Based on Robert Sheckley's short story The Seventh Victim, this elegant science fiction satire is a little too cool for its own good. Ther leads are well-cast: a bleached blonde Mastroianni has his accustomed world-weary charm and Andress is glacially beautiful as always, but all the glossy cynicism makes The 10th Victim a difficult film to warm to, no matter that the presence of romance in the two main character's lives should be humanising them in the chilly emotions of the posited future. Director Elio Petri was a Communist, which made his twenty-first century more a takedown of the contemporary sixties.

Here, life has become a throwaway accessory, death is merely part of a game; if you get too old you are "disposed" of (Marcello keeps his parents hidden away in a box room in his home, not because he loves them, but because he doesn't like being told what to do!). Almost everyone keeps their emotions in check and artifice is more important than real feelings. In fact, Marcello spends more time worrying about how to rid himself of his wife and mistress (Elsa Martinelli), who get to wield their own weapons before the end credits roll, than he does about getting killed, indicative of the Italian preoccupation on the worth of marriage in films of the day.

It is against this background that Marcello and Caroline perform their bizarre courtship - it's like the mating ritual of two deadly spiders. Despite the abundance of murderers, nobody in the film gets their hands dirty, all the killers use guns, or even exploding boots and hungry crocodiles but we never see any blood or gore. It may have been at the inception of the state colluding with murderous entertainment media subgenre of science fiction that reached its apex with The Hunger Games, but you never got the impression it was truly wrestling its targets to the ground, though the action is often interrupted by gunfights as other contestants break into the story's background and try to assassinate one another.
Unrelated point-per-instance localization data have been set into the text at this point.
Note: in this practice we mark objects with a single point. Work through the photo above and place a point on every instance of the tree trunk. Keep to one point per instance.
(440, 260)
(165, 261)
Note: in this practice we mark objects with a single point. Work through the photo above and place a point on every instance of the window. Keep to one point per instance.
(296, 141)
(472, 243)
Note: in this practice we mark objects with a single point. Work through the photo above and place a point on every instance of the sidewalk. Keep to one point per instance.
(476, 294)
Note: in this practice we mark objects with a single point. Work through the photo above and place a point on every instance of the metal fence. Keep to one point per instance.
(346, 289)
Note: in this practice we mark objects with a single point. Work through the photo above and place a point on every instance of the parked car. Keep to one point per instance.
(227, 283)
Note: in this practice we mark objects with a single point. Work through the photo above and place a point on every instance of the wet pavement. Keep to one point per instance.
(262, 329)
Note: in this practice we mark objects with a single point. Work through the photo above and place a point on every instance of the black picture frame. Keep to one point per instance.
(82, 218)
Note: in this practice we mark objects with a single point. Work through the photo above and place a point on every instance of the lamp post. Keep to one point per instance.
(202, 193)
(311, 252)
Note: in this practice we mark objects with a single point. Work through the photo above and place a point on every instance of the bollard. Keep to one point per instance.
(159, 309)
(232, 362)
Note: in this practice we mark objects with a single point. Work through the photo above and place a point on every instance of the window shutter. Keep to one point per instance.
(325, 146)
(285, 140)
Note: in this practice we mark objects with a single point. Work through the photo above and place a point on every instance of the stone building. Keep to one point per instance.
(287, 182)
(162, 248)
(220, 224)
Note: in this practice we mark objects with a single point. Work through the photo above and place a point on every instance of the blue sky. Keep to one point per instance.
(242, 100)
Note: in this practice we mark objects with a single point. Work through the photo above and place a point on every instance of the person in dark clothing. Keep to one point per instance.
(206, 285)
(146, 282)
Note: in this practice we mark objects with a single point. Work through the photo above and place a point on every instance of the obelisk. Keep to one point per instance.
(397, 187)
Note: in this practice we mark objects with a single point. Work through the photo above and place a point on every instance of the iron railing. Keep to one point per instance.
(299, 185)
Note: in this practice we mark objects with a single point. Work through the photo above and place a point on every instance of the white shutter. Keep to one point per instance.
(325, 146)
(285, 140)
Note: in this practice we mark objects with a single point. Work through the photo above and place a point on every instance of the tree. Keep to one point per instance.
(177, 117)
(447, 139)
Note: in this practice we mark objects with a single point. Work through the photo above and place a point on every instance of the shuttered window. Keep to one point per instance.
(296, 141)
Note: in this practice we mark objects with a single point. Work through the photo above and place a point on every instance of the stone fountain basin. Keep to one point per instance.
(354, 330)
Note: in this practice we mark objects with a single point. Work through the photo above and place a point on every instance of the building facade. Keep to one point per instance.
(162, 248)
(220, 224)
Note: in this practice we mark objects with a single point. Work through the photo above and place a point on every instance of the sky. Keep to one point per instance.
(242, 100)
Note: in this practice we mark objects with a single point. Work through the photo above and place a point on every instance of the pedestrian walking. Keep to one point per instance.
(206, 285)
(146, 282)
There are some striking scenes, such as that opening murder in the art club where the victim is shot by Andress's spangly brassiere, the sunset congregation at the beach where, posing as an ultra-sincere cult leader, Marcello uses a pill to make himself cry to make fun of the religious in time honoured Commie tradition, and the filming of the advertisement for Ming Tea (where Austin Powers got the name of his band from) where Caroline has finally lured Marcello, complete with dancers and people dressed as teacups. In this decadent society, death is entertainment, relationships are insincere and comics are literature (I don't have a problem with that bit, actually).

Overall, The 10th Victim would be cool as a cucumber if it weren't for the frenetic last ten minutes where the film becomes a zany farce and speaks more to the idea of love being a burden, with the woman trapping the man into a life of domesticity when he feels he should really be out in the world sowing his wild oats and er, killing people (?). I suppose it makes a nice change from the iciness of the rest of the story, but seems to belong in another film. The music by Pierro Piccioni was a definite highlight, an electric organ-led melody that enhanced the action with some insouciance. Watch for: the big eye on a wall, the trainer who seems to have had most of his body parts replaced, Marcello's best friend (a robot dog refashioned as an ugly little cyborg) and the two saxophone players.